Step 1 is to finely grate the cassava, which starts the breakdown of linamarin and the production of cyanide.

In step 2, you chuck it all in a vat of water and leave it to soak for a couple of days. The cyanide will dissolve into the water, and by changing the water a few times to give the grated cassava a rinse, all of the cyanide is flushed away.

You then take the resulting mush and squeeze all the liquid out. The mush you chuck away and the milky white liquid you leave to evaporate. What remains is a very fine, and very pure, starch powder.


But then Jopson described the industrial process of making prawn crackers:


For bulk manufacture they use tapioca starch, dried prawn powder and a tiny amount of water. The resulting powder is placed in a machine that compresses and heats the starch mixture. The pressure involved is huge, at up to 2 tonnes per square centimetre (about 35 pounds per square inch). At this point the starch melts, flows together and turns into a thermosetting plastic, which is just a fancy way of saying it’s a solid material that goes soft and runny when you heat it. This molten plastic starch is pooped out of the machine in little flat, translucent white discs.

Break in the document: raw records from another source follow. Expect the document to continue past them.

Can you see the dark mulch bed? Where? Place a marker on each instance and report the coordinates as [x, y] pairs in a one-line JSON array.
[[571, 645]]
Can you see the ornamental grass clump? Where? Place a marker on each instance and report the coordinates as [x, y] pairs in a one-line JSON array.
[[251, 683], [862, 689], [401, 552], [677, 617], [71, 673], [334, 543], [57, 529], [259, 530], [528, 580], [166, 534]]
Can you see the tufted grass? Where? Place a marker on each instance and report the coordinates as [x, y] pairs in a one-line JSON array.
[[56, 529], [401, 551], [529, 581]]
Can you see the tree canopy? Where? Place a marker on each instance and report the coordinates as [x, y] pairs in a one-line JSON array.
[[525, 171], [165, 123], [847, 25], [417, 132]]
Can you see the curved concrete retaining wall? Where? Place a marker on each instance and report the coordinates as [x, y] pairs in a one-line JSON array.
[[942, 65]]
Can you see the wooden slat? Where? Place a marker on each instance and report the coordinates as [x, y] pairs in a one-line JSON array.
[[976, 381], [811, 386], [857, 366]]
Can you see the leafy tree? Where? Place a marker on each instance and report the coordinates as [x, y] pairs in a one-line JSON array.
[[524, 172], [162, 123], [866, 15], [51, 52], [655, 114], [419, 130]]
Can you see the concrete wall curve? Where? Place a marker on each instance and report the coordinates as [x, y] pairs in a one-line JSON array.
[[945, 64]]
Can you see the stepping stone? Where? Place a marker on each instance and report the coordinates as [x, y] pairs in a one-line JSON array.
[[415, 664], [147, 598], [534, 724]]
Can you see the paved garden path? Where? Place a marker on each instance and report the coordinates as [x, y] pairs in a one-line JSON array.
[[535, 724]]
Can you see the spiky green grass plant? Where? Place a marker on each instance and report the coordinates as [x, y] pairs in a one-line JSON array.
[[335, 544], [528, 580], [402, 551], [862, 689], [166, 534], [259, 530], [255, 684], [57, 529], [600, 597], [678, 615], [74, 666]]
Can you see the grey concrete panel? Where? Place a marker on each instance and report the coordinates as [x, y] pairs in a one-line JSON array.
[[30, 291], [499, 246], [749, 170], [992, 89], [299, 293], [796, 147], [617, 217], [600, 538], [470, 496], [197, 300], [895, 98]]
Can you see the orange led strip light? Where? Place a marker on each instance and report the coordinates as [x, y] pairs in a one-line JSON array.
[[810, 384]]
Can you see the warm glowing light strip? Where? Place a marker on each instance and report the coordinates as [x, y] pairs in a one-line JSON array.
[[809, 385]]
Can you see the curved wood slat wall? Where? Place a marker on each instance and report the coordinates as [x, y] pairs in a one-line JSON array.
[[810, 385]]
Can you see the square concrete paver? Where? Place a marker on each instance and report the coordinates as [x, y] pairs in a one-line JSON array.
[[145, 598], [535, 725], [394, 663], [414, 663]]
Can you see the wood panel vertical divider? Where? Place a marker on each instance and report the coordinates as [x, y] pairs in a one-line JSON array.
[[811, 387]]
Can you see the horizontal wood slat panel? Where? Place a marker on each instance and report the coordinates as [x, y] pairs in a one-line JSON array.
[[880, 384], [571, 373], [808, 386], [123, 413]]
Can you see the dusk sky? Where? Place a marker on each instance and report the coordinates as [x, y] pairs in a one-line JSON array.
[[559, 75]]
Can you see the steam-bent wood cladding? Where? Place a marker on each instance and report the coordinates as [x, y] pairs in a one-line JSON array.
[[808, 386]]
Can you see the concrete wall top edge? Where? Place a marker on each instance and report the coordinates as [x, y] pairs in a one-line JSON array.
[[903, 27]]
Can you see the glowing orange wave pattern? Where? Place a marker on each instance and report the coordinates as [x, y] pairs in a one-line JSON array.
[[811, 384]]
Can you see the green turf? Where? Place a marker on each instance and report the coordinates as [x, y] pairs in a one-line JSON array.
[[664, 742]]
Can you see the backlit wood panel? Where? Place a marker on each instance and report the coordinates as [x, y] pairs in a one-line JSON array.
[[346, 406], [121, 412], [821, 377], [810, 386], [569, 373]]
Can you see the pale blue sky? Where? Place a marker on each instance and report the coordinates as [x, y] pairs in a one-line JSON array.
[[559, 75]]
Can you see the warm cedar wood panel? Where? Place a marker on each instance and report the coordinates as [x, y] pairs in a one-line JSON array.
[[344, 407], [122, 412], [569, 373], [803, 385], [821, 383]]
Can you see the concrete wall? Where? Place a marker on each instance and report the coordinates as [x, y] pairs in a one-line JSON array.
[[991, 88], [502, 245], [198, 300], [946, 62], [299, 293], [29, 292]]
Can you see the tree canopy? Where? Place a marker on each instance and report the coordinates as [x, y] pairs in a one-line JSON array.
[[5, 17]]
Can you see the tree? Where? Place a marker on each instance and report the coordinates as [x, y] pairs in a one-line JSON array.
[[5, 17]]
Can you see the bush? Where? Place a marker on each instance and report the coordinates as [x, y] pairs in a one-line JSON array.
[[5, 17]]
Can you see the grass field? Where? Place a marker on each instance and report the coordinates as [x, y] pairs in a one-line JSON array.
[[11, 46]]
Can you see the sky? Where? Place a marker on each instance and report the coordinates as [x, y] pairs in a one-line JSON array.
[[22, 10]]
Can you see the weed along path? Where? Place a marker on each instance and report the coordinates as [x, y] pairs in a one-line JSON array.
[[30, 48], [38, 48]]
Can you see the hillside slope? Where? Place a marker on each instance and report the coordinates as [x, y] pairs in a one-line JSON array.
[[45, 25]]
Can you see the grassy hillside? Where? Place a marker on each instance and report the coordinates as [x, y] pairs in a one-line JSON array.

You can buy these uncooked prawn cracker discs in Chinese supermarkets and Asian food shops. In this form, as long as they are kept in a sealed plastic bag, they have an enormously long shelf life.

I said the water content at the start of the process was critical and when you drop your plastic starch disc into hot oil it is vital you have the right amount of water trapped inside the starch plastic. Two things happen: first, the thermosetting plastic starch heats up and turns soft and runny again. Secondly, the tiny amount of water it contains vaporizes, turning to steam and expanding in the process. As the specks of water turn into bubbles of water vapour surrounded by shells of plastic starch, the flat disc puffs up and turns into the familiar bubbly crisp. You then whip it out of the oil, before the starch has a chance to start browning and, as it cools, the starch plastic goes back to being a hard and brittle substance. But now, rather than a solid disc we have an aerated mass of crispy, crunchy loveliness. This may seem like a niche cooking method, but exactly the same process is used to make a number of everyday food products from puffed breakfast cereals to popcorn and even those, admittedly inedible, puffed packing worms you find crammed into boxes to protect the contents in transit. Not so unusual after all.

Yum....or rather not. But now we know why prawn crackers look like plastic fillers.